Isabel Arvide amenaza a empleados del Consulado en Estambul

SN Redacción

Un par de audios fueron exhibidos este miércoles luego que la “periodista” Isabel Arvide Limón, asignada por el presidente Andrés Manuel López Obrador como cónsul en Estambul, acosa y amenaza laboralmente a su equipo de trabajo, de acuerdo con un trabajo de Pablo Castorena difundido en Político MX.

“Esa es la orden. Te bajas. Te bajas. Esa es la orden, te bajas. Ese es tu trabajo y van a hacer lo que yo diga”, dice Isabel Arvide a una empleada, quien le contesta: “Sí, pero en mi contrato, mi trabajo no es…”. Enojada, la cónsul la interrumpe: “¿Qué dice tu contrato? ¡Tráemelo! ¿Qué dice tu contrato?”.

La mujer le aclara: “Soy asistente administrativo. Pues ahora el asistente administrativo está en la puerta”, a lo que pide: “Si, por favor, me lo ponga escrito”, pero Arvide Limón la amenaza: “Más problemas vas a tener, menos te voy a pagar. Más problemas vas a tener en la vida.”

En otro audio, Arvide Limón comenta a otros trabajadores que ellos dicen que su contrato establece su hora de trabajo hasta las 17:00 horas, por lo que amaga con comprar un reloj checador y descontar la mañana a quien llegue a las 9:15 horas.

“¿De acuerdo?
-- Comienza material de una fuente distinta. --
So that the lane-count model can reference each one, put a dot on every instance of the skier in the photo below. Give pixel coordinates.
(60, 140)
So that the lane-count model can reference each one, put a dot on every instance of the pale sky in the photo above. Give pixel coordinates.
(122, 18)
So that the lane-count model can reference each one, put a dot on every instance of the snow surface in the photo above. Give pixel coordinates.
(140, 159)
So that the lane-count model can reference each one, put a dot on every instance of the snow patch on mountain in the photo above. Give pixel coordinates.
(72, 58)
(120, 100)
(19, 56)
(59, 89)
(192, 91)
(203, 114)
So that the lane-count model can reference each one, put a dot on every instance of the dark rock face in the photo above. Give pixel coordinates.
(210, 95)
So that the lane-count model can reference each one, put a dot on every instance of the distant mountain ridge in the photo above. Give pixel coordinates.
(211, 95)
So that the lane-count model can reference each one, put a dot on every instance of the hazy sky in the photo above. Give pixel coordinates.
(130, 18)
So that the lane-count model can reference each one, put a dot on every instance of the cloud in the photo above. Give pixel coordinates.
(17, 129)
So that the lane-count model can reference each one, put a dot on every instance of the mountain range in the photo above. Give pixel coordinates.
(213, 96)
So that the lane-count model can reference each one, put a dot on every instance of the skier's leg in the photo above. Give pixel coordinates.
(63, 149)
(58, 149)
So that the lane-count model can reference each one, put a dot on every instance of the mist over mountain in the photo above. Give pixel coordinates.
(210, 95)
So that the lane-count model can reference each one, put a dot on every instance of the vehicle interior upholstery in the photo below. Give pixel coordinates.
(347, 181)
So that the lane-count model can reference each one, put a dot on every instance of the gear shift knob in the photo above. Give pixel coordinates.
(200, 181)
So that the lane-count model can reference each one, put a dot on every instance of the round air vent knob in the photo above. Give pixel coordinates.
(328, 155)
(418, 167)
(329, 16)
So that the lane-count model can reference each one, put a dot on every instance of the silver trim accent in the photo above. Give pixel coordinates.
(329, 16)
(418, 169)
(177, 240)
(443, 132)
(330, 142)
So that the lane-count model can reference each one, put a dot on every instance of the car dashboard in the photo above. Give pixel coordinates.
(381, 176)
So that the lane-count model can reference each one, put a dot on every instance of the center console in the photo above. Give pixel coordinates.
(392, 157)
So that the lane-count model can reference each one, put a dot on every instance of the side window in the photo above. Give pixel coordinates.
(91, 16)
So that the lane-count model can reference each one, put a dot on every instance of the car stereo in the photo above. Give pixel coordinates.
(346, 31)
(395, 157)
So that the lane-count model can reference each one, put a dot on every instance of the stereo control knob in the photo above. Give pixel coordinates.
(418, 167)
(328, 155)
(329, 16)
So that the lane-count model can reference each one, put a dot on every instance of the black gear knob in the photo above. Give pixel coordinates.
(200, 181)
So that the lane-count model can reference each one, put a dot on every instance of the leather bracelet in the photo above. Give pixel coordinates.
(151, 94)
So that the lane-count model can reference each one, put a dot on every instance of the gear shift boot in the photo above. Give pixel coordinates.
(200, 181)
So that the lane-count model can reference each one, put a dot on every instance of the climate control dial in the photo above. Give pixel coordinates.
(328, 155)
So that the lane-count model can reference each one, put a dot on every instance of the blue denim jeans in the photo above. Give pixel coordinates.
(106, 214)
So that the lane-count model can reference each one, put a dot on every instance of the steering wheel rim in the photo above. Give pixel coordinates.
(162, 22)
Eso dice el contrato”, sentencia y les advierte: “No me vuelven a utilizar la cocina para comer porque no tenemos ninguna obligación de dársela. No se les vuelve a pagar el dinero extra de la comida”, dice.

Después se refirió a alguien de manera despectiva: “Y haz el favor de venir vestido decentemente. No vuelves a venir con una camiseta ni con una sudadera. Aquí se viste uno decente. ¿Queda claro?

“Mi baño no lo utilizan por favor, porque en el momento en que esté tu dinero, te largas. Me encargo que no te vuelvan a dar trabajo en otro lugar porque a donde vayas yo voy a hablar y voy a decir qué clase de gente eres”, lo amedrenta.

¿Qué respondió Arvide?

En sus redes sociales, Isabel Arvide intentó justificarse: “El material está editado. Existen 23 quejas formales mías sobre estos empleados y sus majaderías contra mí como consta. Como existen testigos, son jovencitos molestos porque no trabajan y a mi llegada hubo otra dinámica.

Al ser cuestionada por las amenazas de no usar su baño, ni la cocina, ni pagarles extra por la comida, respondió: “Hay 3 baños en el Consulado.”